Based on the component sequence defined in the primary system schematic, the various components are arranged within the switchgear according to their specific insulation clearance requirements. The typical layout sequence is as follows: Main Busbar → Upper Branch Busbar → Contact Box → Circuit Breaker → Contact Box → Current Transformer → Earthing Switch → Outgoing Cable Connection Busbar → Voltage Transformer.

Regarding equipment temperature rise: the switchgear design must account for the temperature rise resulting from the heat generated by current flow. Particular attention must be paid to high-heat-generating components—such as the vacuum interrupters and their upper/lower connection terminals within a vacuum circuit breaker, or the primary moving and stationary contacts of a withdrawable circuit breaker. In these critical areas, airflow must be carefully considered to prevent heat accumulation and ensure effective dissipation. Generally, current transformers may be positioned at a greater distance from the contact boxes to facilitate the conduction of heat—generated at the connection points between the busbars and the moving/stationary contacts—away from the sensitive transformer components. Furthermore, the circuit breaker compartment must incorporate appropriate ventilation designs at both its bottom and top sections.

Finally, regarding the dynamic and thermal stability of the busbars: the spacing between busbar insulation supports must be calculated based on the equipment's specified peak withstand current. The structural support requirements for the main busbar—in particular—must be carefully evaluated. These parameters are determined by applying the relevant calculation formulas to establish the fundamental design principles. For instance, in a configuration rated at 31.5 kA / 80 kA with a phase spacing of 210 mm, the support spacing must not exceed 1 meter.

Regarding considerations for internal arc pressure relief: the shockwave generated by an internal arc explosion must be capable of dislodging the pressure-relief cover plates. Consequently, it is essential to ensure that the pressure-relief channels remain unobstructed; this facilitates a rapid response—minimizing the time required for the covers to open—and ensures the swift release of internal pressure.

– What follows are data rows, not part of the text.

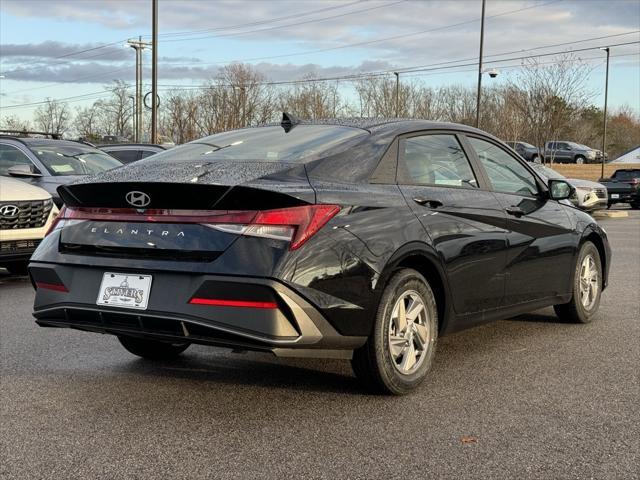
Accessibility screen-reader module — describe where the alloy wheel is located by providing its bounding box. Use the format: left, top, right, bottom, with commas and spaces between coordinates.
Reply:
580, 255, 600, 310
388, 290, 435, 375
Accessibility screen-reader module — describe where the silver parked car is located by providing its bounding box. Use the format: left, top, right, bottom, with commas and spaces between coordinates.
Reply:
531, 163, 608, 212
543, 141, 602, 164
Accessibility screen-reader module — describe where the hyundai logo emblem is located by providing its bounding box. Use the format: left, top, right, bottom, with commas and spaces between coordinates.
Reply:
125, 190, 151, 207
0, 205, 20, 218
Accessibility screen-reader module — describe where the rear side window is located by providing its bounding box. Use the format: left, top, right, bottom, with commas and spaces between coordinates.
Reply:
0, 144, 33, 177
140, 150, 158, 158
401, 134, 478, 188
105, 150, 139, 163
469, 137, 538, 196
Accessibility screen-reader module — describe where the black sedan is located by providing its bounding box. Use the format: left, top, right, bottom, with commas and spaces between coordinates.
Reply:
29, 114, 610, 394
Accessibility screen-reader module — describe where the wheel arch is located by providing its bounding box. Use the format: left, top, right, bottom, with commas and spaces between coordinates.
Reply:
580, 229, 609, 290
378, 242, 452, 332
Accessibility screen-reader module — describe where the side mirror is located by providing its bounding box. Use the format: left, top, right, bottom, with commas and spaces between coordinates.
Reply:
549, 179, 575, 200
8, 164, 42, 178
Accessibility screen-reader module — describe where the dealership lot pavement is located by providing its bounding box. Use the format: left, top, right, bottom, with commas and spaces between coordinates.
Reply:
0, 211, 640, 479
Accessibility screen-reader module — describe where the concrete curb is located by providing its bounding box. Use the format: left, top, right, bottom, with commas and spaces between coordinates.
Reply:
592, 210, 629, 218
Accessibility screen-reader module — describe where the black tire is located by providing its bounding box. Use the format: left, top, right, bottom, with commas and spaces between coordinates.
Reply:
553, 242, 602, 323
351, 269, 438, 395
118, 335, 190, 360
3, 261, 29, 276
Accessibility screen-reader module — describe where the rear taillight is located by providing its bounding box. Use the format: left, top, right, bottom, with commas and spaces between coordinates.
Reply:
207, 205, 340, 250
44, 207, 67, 237
56, 204, 340, 250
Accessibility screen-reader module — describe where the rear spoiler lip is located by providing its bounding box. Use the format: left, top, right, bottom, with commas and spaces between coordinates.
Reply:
57, 179, 316, 210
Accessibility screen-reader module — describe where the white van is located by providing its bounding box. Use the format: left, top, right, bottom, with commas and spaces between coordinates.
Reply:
0, 177, 58, 275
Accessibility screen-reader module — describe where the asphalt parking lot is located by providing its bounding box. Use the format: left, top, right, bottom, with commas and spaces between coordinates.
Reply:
0, 211, 640, 479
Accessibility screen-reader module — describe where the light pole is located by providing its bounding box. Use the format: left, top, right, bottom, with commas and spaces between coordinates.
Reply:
476, 0, 487, 128
127, 37, 151, 143
129, 95, 139, 138
151, 0, 158, 143
393, 72, 400, 118
600, 47, 611, 178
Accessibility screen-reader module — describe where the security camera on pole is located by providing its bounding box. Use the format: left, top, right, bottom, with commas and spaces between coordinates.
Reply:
127, 37, 151, 143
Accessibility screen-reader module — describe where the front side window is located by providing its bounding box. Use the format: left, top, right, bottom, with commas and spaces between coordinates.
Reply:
469, 137, 538, 196
402, 134, 478, 188
0, 144, 33, 177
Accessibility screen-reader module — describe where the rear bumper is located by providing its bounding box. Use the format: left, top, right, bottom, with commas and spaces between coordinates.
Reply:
0, 239, 40, 264
29, 262, 366, 358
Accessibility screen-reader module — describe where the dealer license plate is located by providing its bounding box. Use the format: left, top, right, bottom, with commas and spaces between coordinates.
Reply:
96, 272, 151, 310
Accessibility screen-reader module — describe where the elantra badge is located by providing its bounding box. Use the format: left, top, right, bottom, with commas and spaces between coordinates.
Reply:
125, 190, 151, 207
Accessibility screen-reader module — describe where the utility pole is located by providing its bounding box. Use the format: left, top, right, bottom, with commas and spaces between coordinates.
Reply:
476, 0, 487, 128
600, 47, 611, 178
129, 95, 138, 138
393, 72, 400, 118
127, 37, 151, 143
151, 0, 158, 143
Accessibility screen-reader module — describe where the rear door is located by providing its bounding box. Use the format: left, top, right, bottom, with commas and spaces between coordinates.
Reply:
397, 131, 506, 314
467, 135, 577, 305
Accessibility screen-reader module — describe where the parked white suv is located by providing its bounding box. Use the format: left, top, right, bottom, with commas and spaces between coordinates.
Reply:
0, 177, 58, 275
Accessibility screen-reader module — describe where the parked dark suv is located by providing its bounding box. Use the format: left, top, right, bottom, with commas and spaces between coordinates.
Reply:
505, 142, 540, 162
29, 115, 610, 394
543, 142, 602, 164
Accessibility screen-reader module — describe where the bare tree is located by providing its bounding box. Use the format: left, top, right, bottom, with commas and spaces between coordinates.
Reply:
510, 55, 592, 160
0, 115, 31, 132
34, 98, 71, 134
279, 75, 341, 119
73, 102, 100, 142
94, 80, 133, 137
160, 90, 200, 143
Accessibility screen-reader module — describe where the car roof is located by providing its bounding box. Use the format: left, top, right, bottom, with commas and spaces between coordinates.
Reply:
262, 117, 491, 136
0, 135, 95, 148
96, 143, 167, 150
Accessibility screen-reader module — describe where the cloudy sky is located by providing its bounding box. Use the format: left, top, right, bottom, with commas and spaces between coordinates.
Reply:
0, 0, 640, 118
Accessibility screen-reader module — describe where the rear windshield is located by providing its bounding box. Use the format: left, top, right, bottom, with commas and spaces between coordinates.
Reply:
143, 125, 368, 162
31, 145, 122, 176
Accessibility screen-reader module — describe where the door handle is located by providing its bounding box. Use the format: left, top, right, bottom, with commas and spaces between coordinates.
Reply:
413, 197, 443, 208
504, 205, 524, 217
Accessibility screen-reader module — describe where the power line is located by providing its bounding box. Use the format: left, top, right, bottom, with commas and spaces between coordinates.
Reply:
0, 0, 368, 73
161, 0, 562, 66
3, 39, 640, 109
158, 0, 364, 37
3, 38, 127, 74
153, 0, 408, 43
155, 41, 640, 89
3, 50, 640, 109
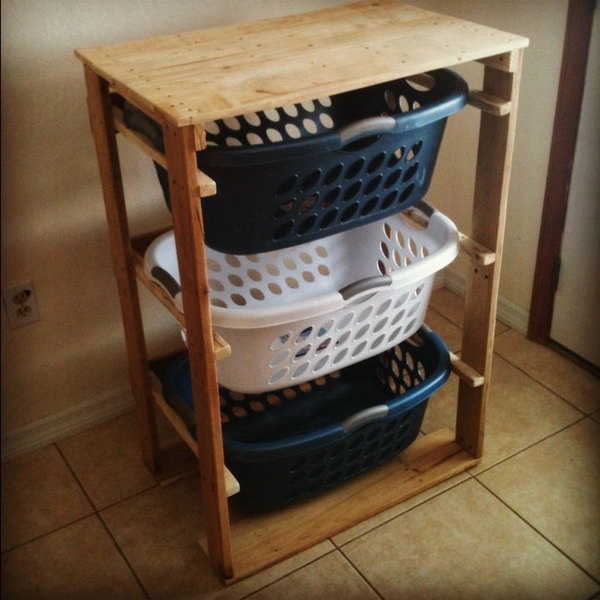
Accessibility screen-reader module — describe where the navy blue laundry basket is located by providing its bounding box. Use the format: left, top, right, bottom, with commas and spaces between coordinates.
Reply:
124, 69, 468, 254
162, 326, 450, 510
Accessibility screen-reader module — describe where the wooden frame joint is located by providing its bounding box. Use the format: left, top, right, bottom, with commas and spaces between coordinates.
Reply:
477, 50, 520, 73
449, 352, 485, 388
458, 231, 496, 266
113, 106, 217, 198
469, 90, 512, 117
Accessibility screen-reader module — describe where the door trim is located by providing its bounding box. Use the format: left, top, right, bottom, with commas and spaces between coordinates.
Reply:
527, 0, 595, 344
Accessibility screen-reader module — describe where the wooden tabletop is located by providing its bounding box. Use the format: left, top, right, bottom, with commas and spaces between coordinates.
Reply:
75, 0, 528, 126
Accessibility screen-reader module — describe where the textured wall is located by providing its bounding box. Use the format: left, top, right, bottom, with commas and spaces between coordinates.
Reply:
1, 0, 567, 432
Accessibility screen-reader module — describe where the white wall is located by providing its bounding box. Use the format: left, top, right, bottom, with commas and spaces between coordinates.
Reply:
411, 0, 568, 316
1, 0, 567, 442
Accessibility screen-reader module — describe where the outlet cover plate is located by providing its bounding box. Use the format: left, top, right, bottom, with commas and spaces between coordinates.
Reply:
2, 281, 40, 329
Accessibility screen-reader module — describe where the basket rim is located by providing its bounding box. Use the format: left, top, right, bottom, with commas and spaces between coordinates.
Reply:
197, 69, 469, 168
144, 201, 459, 329
223, 325, 450, 461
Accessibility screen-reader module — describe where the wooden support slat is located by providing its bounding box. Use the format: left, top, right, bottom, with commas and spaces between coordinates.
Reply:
458, 231, 496, 266
151, 374, 240, 497
403, 208, 496, 265
449, 352, 485, 388
200, 430, 478, 584
469, 90, 512, 117
77, 0, 528, 126
456, 51, 522, 456
477, 50, 522, 73
113, 106, 217, 198
163, 125, 233, 577
134, 245, 231, 360
84, 66, 159, 472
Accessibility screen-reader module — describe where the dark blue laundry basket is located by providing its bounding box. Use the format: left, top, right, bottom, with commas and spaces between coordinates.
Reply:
124, 69, 468, 254
162, 327, 450, 510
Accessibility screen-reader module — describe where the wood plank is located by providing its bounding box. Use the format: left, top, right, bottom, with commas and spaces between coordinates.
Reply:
458, 231, 496, 266
132, 231, 231, 360
200, 430, 477, 584
402, 208, 496, 265
527, 0, 596, 344
76, 0, 528, 125
477, 46, 524, 73
469, 90, 512, 117
449, 352, 485, 388
456, 53, 522, 456
84, 67, 159, 472
113, 106, 217, 197
151, 373, 240, 497
163, 125, 233, 577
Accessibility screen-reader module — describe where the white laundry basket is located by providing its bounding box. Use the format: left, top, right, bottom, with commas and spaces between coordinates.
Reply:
144, 202, 459, 394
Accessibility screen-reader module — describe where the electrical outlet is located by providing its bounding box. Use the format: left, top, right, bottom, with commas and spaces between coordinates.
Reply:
2, 281, 40, 329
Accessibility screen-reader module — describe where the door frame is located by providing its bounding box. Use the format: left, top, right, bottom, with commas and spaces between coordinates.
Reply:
527, 0, 596, 352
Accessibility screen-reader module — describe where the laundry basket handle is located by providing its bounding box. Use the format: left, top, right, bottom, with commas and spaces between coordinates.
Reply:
342, 404, 390, 433
338, 275, 392, 300
338, 116, 396, 144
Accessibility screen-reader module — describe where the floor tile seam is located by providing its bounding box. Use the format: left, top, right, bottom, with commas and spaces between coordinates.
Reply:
54, 444, 98, 514
97, 513, 151, 600
468, 415, 591, 478
475, 477, 600, 584
56, 436, 160, 514
330, 471, 474, 550
494, 350, 596, 416
429, 298, 594, 415
2, 511, 98, 555
427, 302, 463, 331
239, 538, 339, 600
338, 548, 385, 600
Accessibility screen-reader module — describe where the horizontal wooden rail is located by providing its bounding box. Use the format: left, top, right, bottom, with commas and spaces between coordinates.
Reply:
133, 240, 231, 360
113, 106, 217, 198
469, 90, 512, 117
403, 208, 496, 266
151, 373, 240, 497
199, 429, 478, 584
458, 231, 496, 266
449, 352, 485, 388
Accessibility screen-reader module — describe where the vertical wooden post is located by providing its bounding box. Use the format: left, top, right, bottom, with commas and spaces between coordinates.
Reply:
456, 50, 522, 457
163, 124, 233, 578
84, 66, 159, 472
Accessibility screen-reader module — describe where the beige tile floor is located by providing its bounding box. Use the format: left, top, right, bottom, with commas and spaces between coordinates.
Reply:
1, 290, 600, 600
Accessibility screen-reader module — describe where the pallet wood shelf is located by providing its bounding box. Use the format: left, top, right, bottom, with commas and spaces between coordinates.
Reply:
76, 0, 528, 583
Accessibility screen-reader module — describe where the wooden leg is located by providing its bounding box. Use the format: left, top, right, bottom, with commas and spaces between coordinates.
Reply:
456, 50, 522, 457
163, 124, 233, 578
84, 66, 159, 472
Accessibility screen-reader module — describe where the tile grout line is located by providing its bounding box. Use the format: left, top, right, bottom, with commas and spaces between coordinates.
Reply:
54, 444, 150, 600
474, 476, 600, 583
468, 415, 589, 477
330, 470, 474, 550
239, 538, 338, 600
430, 296, 595, 416
338, 548, 384, 600
492, 352, 595, 417
2, 510, 96, 555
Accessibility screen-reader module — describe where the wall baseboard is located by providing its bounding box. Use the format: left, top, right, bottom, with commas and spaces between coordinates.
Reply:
444, 267, 529, 335
2, 268, 529, 462
2, 391, 134, 462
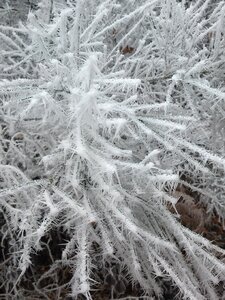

In terms of ease of installation and maintenance—particularly for non-standard projects—clients may request configurations involving multiple windings. Such requirements necessitate the use of multiple epoxy-cast pillar-type current transformers; furthermore, certain applications may require the incorporation of window-type current transformers to satisfy PX-class protection standards, all while maintaining the capability for operational control and maintenance to be performed from the front of the switchgear cabinet.